[PATCH 05/14] at91: use structure to store the current soc
Ryan Mallon
ryan at bluewatersys.com
Mon May 2 17:27:12 EDT 2011
On 05/03/2011 08:51 AM, Jean-Christophe PLAGNIOL-VILLARD wrote:
> On 08:38 Tue 03 May , Ryan Mallon wrote:
>> On 05/03/2011 08:24 AM, Jean-Christophe PLAGNIOL-VILLARD wrote:
>>>>>> So I don't see how you can "detect" the CPU without first knowing
>>>>>> which CPU and therefore where the DBGU register is anyway.
>>>>>> And probing different addresses for a value is not an acceptable solution.

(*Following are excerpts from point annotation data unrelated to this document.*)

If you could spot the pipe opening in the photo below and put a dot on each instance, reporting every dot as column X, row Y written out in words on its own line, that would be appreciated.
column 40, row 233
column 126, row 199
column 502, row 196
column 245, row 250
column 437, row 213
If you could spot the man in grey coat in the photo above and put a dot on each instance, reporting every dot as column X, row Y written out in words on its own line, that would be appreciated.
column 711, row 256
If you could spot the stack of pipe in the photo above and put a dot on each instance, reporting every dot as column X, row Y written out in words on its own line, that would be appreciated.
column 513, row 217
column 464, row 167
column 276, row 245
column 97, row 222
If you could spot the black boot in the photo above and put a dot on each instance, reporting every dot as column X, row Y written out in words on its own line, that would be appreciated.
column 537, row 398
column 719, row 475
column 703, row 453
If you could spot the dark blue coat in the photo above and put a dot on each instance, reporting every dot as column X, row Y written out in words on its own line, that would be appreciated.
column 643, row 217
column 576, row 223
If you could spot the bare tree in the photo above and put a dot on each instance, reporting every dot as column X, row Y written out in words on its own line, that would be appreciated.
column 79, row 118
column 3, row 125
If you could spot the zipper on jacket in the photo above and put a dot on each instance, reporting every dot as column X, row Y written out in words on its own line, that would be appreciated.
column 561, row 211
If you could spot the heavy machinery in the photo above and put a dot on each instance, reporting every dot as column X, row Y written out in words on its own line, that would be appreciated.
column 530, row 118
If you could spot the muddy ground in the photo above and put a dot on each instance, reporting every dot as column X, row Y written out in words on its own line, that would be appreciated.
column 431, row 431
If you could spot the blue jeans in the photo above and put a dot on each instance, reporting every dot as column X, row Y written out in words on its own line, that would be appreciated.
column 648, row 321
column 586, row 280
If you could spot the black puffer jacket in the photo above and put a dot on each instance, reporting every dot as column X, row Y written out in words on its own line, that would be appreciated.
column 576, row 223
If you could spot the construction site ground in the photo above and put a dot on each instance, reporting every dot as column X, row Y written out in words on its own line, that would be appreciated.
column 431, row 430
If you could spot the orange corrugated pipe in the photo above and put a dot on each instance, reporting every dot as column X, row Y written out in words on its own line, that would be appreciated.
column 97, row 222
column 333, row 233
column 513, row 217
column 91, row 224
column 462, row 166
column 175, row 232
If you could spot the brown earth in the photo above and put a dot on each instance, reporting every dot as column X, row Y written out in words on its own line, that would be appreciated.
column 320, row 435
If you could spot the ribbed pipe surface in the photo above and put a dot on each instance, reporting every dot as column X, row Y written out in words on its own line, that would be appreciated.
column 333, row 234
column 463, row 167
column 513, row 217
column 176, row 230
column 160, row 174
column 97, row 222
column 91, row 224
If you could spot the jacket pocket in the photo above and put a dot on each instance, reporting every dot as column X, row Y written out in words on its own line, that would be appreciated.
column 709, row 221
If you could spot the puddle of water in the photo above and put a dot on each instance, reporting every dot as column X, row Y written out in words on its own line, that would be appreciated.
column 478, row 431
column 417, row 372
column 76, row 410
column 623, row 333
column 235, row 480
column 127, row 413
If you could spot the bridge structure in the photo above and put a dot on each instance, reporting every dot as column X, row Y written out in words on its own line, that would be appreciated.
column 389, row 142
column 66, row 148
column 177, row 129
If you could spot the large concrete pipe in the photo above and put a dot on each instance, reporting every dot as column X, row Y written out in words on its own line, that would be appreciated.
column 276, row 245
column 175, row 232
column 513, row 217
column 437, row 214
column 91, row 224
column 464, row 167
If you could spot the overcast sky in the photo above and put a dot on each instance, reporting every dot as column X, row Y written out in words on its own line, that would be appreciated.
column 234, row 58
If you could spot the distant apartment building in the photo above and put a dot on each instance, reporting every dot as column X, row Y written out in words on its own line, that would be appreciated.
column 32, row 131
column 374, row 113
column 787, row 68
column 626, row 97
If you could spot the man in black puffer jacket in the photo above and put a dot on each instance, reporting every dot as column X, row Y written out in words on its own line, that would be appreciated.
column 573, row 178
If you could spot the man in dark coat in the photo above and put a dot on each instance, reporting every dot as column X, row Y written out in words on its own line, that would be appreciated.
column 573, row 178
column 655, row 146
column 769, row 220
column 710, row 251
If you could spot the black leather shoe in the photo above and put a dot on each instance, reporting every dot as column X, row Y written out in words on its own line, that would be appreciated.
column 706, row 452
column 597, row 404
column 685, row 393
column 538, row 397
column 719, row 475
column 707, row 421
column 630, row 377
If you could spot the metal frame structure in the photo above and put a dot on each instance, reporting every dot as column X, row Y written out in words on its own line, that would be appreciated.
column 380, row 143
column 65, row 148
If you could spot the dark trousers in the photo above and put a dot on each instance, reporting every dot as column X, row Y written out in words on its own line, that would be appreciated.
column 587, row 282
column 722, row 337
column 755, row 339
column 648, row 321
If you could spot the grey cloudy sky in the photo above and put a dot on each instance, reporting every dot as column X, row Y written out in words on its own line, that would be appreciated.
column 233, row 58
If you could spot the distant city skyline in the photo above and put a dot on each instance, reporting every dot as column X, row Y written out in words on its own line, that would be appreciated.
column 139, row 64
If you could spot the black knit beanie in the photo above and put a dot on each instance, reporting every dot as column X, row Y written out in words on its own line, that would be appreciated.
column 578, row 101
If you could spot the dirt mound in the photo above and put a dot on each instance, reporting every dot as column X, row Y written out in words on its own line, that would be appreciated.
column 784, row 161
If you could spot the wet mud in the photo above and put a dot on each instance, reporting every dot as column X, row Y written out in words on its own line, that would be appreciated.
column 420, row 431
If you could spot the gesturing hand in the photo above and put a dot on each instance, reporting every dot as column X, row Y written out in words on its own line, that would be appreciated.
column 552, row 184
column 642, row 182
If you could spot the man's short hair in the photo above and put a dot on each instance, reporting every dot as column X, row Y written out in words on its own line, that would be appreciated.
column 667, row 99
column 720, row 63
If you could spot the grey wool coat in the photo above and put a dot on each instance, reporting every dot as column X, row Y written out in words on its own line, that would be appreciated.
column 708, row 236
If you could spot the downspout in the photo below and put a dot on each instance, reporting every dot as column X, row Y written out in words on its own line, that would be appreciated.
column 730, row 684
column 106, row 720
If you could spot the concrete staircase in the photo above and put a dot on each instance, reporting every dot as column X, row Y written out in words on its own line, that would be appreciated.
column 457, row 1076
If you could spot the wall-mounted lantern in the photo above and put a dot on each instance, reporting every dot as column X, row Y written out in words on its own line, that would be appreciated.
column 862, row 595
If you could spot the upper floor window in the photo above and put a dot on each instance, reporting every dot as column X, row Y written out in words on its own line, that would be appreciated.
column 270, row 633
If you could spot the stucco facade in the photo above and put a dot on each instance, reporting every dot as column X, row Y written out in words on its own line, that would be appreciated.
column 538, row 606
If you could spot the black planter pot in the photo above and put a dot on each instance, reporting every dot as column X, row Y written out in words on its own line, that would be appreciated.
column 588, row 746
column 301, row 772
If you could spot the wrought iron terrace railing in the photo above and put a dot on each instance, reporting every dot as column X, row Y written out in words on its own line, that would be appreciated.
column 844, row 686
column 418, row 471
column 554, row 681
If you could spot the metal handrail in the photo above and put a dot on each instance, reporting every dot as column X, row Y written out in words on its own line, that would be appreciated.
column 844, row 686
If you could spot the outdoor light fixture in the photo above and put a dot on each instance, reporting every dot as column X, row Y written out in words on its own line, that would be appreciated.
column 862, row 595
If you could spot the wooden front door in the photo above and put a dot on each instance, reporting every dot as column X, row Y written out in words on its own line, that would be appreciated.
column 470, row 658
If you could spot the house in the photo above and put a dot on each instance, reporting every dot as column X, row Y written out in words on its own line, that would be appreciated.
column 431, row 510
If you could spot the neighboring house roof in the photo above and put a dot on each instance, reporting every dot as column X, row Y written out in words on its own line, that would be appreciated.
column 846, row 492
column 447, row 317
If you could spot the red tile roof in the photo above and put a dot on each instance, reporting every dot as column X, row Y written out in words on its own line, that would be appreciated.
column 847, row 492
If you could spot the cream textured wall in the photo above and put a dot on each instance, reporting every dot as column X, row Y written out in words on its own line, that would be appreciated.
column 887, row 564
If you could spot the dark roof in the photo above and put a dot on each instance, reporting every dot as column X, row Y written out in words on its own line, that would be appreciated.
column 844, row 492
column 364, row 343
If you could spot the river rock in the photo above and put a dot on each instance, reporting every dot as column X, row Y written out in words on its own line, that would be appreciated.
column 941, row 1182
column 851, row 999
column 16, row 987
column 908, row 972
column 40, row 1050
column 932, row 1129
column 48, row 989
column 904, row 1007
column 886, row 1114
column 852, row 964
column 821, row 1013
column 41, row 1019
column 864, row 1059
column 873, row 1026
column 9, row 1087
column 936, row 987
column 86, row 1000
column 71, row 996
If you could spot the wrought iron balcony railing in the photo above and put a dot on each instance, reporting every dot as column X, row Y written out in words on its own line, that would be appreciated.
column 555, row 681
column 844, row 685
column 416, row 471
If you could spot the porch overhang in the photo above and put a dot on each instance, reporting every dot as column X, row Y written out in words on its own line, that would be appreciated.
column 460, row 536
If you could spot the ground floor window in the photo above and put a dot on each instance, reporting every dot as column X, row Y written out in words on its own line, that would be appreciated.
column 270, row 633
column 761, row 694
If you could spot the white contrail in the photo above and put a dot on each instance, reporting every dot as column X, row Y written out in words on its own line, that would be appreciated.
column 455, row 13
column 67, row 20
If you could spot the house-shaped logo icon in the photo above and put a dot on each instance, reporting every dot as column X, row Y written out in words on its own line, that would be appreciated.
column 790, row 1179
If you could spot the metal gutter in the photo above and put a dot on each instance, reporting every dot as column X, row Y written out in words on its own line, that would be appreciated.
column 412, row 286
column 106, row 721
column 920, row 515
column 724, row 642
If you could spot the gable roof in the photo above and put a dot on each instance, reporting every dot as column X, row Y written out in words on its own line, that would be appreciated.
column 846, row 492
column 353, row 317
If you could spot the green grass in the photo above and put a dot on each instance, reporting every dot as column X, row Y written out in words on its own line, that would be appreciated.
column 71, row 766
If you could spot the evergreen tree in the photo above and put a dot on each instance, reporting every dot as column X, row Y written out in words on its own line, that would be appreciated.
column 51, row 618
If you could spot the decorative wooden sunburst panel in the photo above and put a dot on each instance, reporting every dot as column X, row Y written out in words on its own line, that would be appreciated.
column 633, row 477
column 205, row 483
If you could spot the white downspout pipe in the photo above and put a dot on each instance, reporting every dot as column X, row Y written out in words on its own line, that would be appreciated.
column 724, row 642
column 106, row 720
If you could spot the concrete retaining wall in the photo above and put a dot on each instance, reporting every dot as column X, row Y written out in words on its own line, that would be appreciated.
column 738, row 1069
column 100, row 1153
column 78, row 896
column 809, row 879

>>>>> we have 2 different register 0xfffff200 and 0xffffee00
>>>>> which are the DBGU or the PIOA
>>>>>
>>>>> and on the PIOA at the offset 0x40 if you try to read the cpu will always
>>>>> return 0x0, and have no effect on the soc
>>>>>
>>>>> so I do not think there is a big issue to read 2 register to detect the soc
>>>>> automatically
>>>>
>>>> This does rely on Atmel not making another soc which has the DBGU at an
>>>> address which does cause a conflict (low possibility, but would be very
>>>> annoying). It's also really ugly to read random registers until we get
>>>> the one we want.
>>>>
>>>> However, I still do not see what is wrong with the current approach of
>>>> the boards explicitly specifying the soc type. The correct soc/cpu type
>>>> can already be determined without changing the code. So why are we
>>>> changing the code?
>>> Because some hardware design architecture such as CPU module do allow to have
>>> the SAME board with different SOC. So have one machine ID per combinaison because
>>> we just change the soc is a non-sense.
>>
>> You haven't named such a piece of hardware yet. We have boards like our
>> own Snapper 9260/9G20 where the same mach-type is used for two boards,
>> one with a SAM9260 and the other with a SAM9G20. Because these are
>> variants of the same soc we know that the DBGU is at the same address on
>> both and so we can read the cpuid registers to determine which board it is.
> take a look on the Ronetix
> http://www.ronetix.at/
>
> and this is just one the example
Why would each of those three modules not have their own mach-type? They
could be implemented as a single board file, with three MACHINE_START
sections at the bottom of the file. All three could be compiled into a
single kernel and the cpu_is macros can be used for the soc specific stuff.
>> Can you give me an example of a mach-type which is used for two or more
>> boards that cannot be differentiated this way?
> today we can not do so, so people multiplicate the machine ID which is wrong
> and please do not only see the Snapper there is much more hardware provider
I think that these boards are different enough (they have cpus with
different memory layouts) that they should be specified by their own
mach-type.
Russell, what is your opinion on this? Should we use individual
mach-types for the above boards and have them explicitly specify their
cpu/soc type, or should we be aiming to have a single mach-type for all
of them and determine the cpu/soc type in code?